Não gostamos das mentiras piedosas, nem de que decidam
por nós o que devemos saber ou não.
Se a verdade vai nos machucar, somos nós quem temos que decidir coisas que fazem, dizem ou pensam porque acreditam que assim evitam fazer mal aos outros.
Mas não, na verdade não há nada tão dilacerante quanto a mentira,
a omissão e a hipocrisia. Com eles, nos sentimos pequenos e vulneráveis, e ao mesmo tempo, gera-se desconfiança e insegurança frente ao mundo.
Não há nada que nos rompa mais por dentro e que nos revolva
as vísceras tanto quanto que decidam por nós, que traiam nossa confiança ou que nos assumam incapazes de tolerar
e vivenciar certas experiências.

Nenhum sentimento é inválido
Ao longo de nossa vida, sofremos e choramos por centenas de situações causadas pelos outros. Entretanto, todos esses sentimentos
e emoções nunca são inúteis; pelo contrário, grande parte do nosso aprendizado é mediado pela dor.
Do mesmo modo, sofrer nos faz compreender e conhecer a nós mesmos, entender que somos fortes e que nada dura para sempre. Dessa forma, conseguimos administrar nossas emoções.
Nossa vida é nossa. Devemos vivê-la como quisermos e não
como julgam os outros. Decidiríamos por alguém a quem ele ou
dela deve amar e de que maneira? Não, isso é uma loucura.
É injusto tentar decidir pelos outros.

O poder de dizer as coisas de frente
Dizer as coisas cara a cara é ser sincero, nada mais e nada menos.
As pessoas confundem isso com falta de educação,
de tato ou de prudência.
Como a sinceridade é um termo que leva a confusões e cada um
tem sua própria versão do conto, vejamos algo mais sobre ela.
Ser sincero não quer dizer que devemos falar tudo o que nos vem à cabeça, de forma brusca ou a qualquer momento. Ser sincero com critério, empatia e ética não significa maquiar a realidade, mas adequar sua comunicação ao momento e à pessoa.
A sinceridade faz com que encontremos companheiros, gente leal, íntegra. Ou seja, boa gente. Como é óbvio, muitas vezes a intenção não é ruim, mas devemos saber que ao não dizer a verdade,
estamos faltando ao respeito com a pessoa “afetada”.
De fato, mentindo para alguém privamos tal pessoa da oportunidade de dirigir sua dor e aprender a lição que ela tem que aprender.
Por isso, é algo tremendamente injusto e abusivo.

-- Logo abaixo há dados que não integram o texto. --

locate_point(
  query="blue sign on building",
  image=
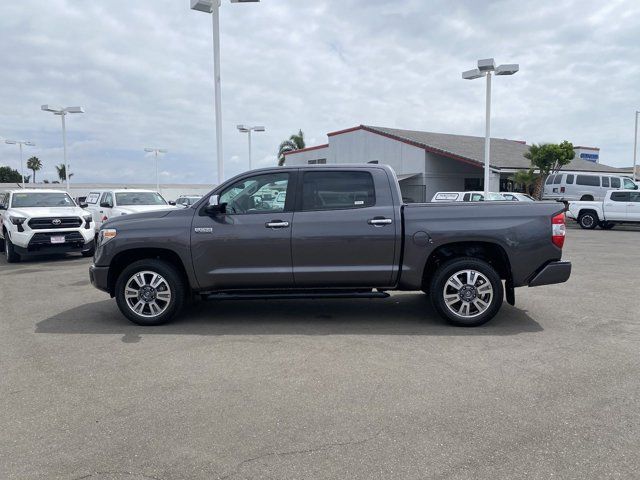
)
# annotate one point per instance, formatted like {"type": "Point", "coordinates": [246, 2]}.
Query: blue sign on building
{"type": "Point", "coordinates": [592, 157]}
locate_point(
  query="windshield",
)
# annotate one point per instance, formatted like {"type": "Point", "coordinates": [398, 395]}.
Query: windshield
{"type": "Point", "coordinates": [494, 197]}
{"type": "Point", "coordinates": [139, 198]}
{"type": "Point", "coordinates": [37, 199]}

A sinceridade dói nas pessoas que vivem em um mundo de mentira.
A sinceridade nunca dói, o que dói são as realidades. Ser sincero sempre é um grande gesto, apesar de tudo e de quem for. Entretanto, pode acontecer de alguém preferir viver em um mundo de fantasia, sem querer enxergar a realidade. Nesse caso, tudo é respeitável.
Entretanto, o mal de mentir ou de ocultar a verdade é que a partir daí ficam em dúvida mil verdades que quebram a confiança, a segurança
e os sentimentos de amor mais potentes.
Em resumo, a verdade constrói e a mentira destrói. Cada um de nós está capacitado para assumir a realidade do que nos corresponde e, portanto, de resolver os possíveis danos que possamos sofrer.
Não podemos viver esperando que a vida seja um caminho de rosas nem para nós, nem para os outros. Assim, sempre que nos corresponda, deveríamos optar por sermos sinceros e não privar
as pessoas da oportunidade de crescer superando as adversidades
ou desconfortos de sua própria existência.
Lembremos que proteger alguém de um dano com a possibilidade
de causar outro ainda pior, não faz sentido.